Listener 3 May, 2002.

Keywords: History of Ideas, Methodology & Philosophy;

The Left critique of society was born in the turmoil of nineteenth century European industrialisation, when communities were ripped apart and workers suffered terrible, and often short, lives. Economics was transformed too, with the analyses of Karl Marx and Alfred Marshall leaving behind the pleasant world of agriculture and commerce of Adam Smith and David Ricardo. The Left engaged with the mainstream economists of the day. One can get an introduction to the neo-classical economics of the late nineteenth century by reading the British socialists of the times, who were not nearly as taken with Marx as the world was after the Russian revolution. Their roots are not in Marxists but in the Christian dissenters, such as Methodists.

Many Europeans fled to new lands far from Europe, where the socialist critique had to be adapted, although not always successfully. The recently published On the Left: Essays on Socialism in New Zealand has David Kent’s iconic 1979 poster of Marx as a New Zealander on its front cover. While he sits comfortably in our landscape, his economics forged in the heat of industrial Europe did not. Robert Weir’s essay describes how the New Zealand Knights of Labour, an indigenous response to an American movement, got almost their entire manifesto implemented by the first Liberal Government (1893 to 1911). It, and other historical essays, illustrate the importance of American socialism on New Zealand thinking, perhaps because both were frontier societies.

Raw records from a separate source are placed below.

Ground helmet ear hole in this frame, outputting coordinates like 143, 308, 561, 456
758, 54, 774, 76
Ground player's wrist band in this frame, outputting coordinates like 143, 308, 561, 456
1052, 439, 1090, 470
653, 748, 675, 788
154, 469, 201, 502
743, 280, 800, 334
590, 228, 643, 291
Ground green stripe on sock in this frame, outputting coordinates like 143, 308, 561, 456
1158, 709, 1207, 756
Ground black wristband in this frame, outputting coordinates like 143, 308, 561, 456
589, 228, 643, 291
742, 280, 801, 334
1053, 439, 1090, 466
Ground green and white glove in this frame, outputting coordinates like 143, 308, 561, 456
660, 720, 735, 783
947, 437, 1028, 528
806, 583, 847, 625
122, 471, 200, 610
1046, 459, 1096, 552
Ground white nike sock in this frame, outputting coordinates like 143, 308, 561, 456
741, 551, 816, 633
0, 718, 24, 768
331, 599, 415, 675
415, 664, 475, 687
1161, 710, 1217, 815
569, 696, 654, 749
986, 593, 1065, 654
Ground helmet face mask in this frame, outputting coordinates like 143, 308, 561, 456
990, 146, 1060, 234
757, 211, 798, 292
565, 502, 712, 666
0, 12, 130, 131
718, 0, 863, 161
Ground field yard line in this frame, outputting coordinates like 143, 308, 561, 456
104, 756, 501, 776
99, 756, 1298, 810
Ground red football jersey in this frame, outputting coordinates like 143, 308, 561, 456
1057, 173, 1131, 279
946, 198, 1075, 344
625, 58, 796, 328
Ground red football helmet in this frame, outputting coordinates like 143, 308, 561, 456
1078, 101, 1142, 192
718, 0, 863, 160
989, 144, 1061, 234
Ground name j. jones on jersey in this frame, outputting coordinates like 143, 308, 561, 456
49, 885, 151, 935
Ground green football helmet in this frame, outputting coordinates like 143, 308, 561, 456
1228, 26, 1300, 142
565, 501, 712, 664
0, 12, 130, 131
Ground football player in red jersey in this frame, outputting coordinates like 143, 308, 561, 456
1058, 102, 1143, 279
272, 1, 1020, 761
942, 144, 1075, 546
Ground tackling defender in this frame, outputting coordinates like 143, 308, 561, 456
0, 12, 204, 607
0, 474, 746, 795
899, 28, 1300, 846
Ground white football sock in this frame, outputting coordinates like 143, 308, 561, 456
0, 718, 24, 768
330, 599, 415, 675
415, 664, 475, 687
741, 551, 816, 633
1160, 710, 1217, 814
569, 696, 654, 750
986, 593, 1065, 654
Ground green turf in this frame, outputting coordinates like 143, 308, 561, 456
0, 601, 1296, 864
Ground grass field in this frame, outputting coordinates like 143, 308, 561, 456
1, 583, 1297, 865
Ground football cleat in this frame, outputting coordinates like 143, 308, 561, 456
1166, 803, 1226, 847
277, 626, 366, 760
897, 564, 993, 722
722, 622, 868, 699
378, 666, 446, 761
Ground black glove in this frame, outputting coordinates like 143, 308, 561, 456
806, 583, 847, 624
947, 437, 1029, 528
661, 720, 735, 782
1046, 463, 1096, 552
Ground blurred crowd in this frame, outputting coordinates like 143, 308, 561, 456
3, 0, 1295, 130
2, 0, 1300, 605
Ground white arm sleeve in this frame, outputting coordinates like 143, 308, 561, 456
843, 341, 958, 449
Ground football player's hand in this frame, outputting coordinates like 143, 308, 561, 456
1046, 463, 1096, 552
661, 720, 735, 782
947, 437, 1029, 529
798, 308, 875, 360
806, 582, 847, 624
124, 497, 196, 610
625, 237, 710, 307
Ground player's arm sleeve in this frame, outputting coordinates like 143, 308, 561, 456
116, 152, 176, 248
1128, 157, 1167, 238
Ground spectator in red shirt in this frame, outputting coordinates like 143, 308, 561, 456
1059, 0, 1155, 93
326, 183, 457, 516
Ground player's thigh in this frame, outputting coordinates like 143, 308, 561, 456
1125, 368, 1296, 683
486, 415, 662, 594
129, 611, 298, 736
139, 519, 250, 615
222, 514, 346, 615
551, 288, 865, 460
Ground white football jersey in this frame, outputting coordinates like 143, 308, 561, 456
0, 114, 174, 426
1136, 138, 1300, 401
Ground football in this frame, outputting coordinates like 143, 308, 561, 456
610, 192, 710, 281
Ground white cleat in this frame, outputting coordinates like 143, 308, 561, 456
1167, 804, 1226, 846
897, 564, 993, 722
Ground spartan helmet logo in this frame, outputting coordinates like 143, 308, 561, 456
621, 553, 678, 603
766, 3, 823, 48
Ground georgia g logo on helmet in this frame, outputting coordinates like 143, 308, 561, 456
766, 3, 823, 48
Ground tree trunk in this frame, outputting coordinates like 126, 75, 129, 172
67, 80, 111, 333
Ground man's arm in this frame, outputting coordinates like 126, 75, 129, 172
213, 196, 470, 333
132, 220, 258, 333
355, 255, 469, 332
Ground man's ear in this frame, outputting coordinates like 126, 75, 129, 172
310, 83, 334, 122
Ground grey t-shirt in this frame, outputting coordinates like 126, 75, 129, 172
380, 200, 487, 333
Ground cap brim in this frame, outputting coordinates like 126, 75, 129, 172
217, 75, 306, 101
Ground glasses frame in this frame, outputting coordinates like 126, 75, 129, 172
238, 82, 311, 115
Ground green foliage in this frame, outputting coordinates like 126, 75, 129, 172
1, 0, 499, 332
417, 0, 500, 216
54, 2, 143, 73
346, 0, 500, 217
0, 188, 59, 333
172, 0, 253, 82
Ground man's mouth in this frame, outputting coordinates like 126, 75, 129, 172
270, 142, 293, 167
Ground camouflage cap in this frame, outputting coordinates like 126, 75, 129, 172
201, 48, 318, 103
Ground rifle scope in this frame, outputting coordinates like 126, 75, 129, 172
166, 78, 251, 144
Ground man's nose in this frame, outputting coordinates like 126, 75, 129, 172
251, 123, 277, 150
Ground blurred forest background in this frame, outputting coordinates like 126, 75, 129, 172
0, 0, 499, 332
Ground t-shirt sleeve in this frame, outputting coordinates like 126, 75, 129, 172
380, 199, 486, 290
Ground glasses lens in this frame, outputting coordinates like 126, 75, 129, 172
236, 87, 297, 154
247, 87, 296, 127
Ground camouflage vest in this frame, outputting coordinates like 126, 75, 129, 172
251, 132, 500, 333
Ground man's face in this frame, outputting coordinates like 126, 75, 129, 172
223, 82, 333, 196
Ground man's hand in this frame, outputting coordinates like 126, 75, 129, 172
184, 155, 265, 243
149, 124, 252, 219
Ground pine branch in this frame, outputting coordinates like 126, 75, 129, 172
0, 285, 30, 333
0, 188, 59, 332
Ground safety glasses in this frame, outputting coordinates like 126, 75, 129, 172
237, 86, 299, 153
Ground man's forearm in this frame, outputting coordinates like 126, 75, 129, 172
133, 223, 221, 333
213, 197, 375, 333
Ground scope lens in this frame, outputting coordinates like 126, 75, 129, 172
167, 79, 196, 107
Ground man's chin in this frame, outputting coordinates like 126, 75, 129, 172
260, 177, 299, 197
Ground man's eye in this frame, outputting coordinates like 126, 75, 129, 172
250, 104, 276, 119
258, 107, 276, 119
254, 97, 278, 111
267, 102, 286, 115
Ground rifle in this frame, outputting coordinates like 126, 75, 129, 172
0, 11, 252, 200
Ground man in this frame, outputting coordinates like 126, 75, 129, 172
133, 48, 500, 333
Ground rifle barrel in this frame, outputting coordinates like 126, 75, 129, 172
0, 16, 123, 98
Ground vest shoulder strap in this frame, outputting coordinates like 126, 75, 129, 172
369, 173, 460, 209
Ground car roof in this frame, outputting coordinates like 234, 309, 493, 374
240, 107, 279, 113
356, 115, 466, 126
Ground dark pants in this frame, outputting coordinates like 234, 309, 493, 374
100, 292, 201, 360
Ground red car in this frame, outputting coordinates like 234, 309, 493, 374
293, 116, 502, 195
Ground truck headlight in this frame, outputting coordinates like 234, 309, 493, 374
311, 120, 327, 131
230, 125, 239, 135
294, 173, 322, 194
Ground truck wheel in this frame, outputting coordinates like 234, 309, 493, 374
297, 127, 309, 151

A major lacuna of the essays is their almost total neglect of the New Zealand’s economics – key players such as Liberal Premier John Ballance and Bill Sutch are hardly mentioned, nor are the great economics debated related from a leftist perspective, almost as if it made no contribution. Yet John Condliffe, Canterbury professor of economics in the 1920s, would recall how he taught three future prime ministers in WEA lectures. The young Micky Savage, Peter Fraser, and Walter Nash knew they had to master the subject if they were to master the governing of New Zealand.

Today, with a few exceptions – Alister Barry, Jane Kelsey and Bill Rosenberg come to mind – there is hardly any engagement by the Left with the economics of the last half century. Any course offered to Lefties would either be hopelessly out-of-date, or have a zero attendance. Bruce Jesson, one of the few to engage with economics in vigorous and creative way, commented that he ‘saw the New Zealand Left as moralistic, and hopeless on economics – their eyes glaze over.’ It is a Methodism without Marshall. A socialism merely of the heart suggesting socialists have no brains.

The moralism leads to active concerns with issues of the environment, social justice, and identity politics, and of course, to international politics (albeit without much understanding of the international economy). Consider the vigour with which the Left has tackled the US- Iraq War. Its significance far exceeds the economic reforms of the 1980s and 1990s, but contrast the Left’s feeble resistance then. Insofar as there was any, it was the economics of nostalgia, trying to defend the past, without any response to what had occurred since, and certainly not using the tools that economists had evolved to analyse it. In a stark contrast to their nineteenth century mission, the Left have become the conservatives.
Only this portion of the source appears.